Argument
Aujourd’hui comment et qui détermine le champ de la psychiatrie ? Comment envisager le rôle et la place des acteurs de cette discipline à un moment où les décideurs sont devenus totalement extérieurs à des préoccupations cliniques et psychopathologiques ?
Quels buts et quelles missions sont désormais assignés à la psychiatrie ? Qui valident ses résultats et les objectifs atteints ? D’autant que les interlocuteurs externes : magistrats, média, pouvoirs publics, associations d’usagers sont aujourd’hui incontournables.

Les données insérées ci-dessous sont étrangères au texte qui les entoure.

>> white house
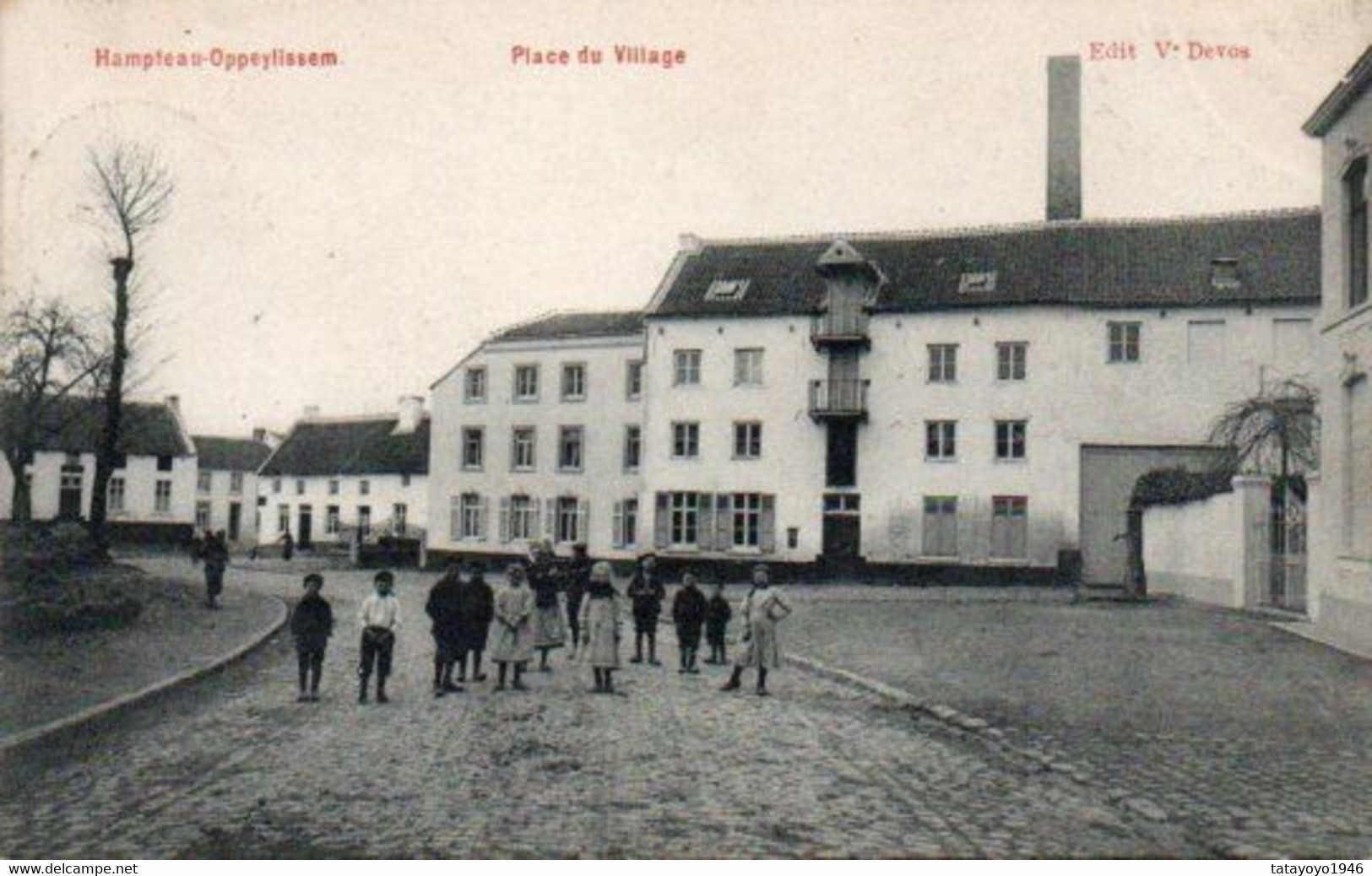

Entre une exigence de soin et de sécurité du malade, mais aussi au service d’un traitement du malaise social, peu de place demeure pour une réflexion et une pratique clinique à un moment où la psychiatrie semble abandonner un corpus théorique unifié. Il existe un risque majeur d’évincement d’une approche psychopathologique des troubles psychiques.
Les psychiatres et les équipes soignantes ont vu leur pratique se diversifier et se complexifier. On assiste à un morcellement et une hiérarchisation des pratiques au détriment d’une vision globale de la psychiatrie. Comment se situe-t-elle alors par rapport à d’autres champs (neurologie, sciences humaines, …). Quel savoir peut-on désormais transmettre ?
De plus, on observe depuis plusieurs années un glissement des compétences au profit d’une vision purement administrative et productive des lieux de soins .Exit la psychothérapie institutionnelle, le dispositif sectoriel et la possibilité d’une réflexion critique sur notre conception de la maladie mentale et nos pratiques de soins.
Les équipes (infirmières, psychologues, rééducateurs, travailleurs sociaux, …) ne sont pas épargnées: pénibilité et fractionnement des missions font désormais partie de leur quotidien. Face à de telles questions, nos journées doivent nous donner l’occasion de retrouver un espace pour penser et défendre une vision clinique et une pratique soignante résistant au courant dévastateur de la libre entreprise et de la soumission à un hygiénisme « bien pensant ».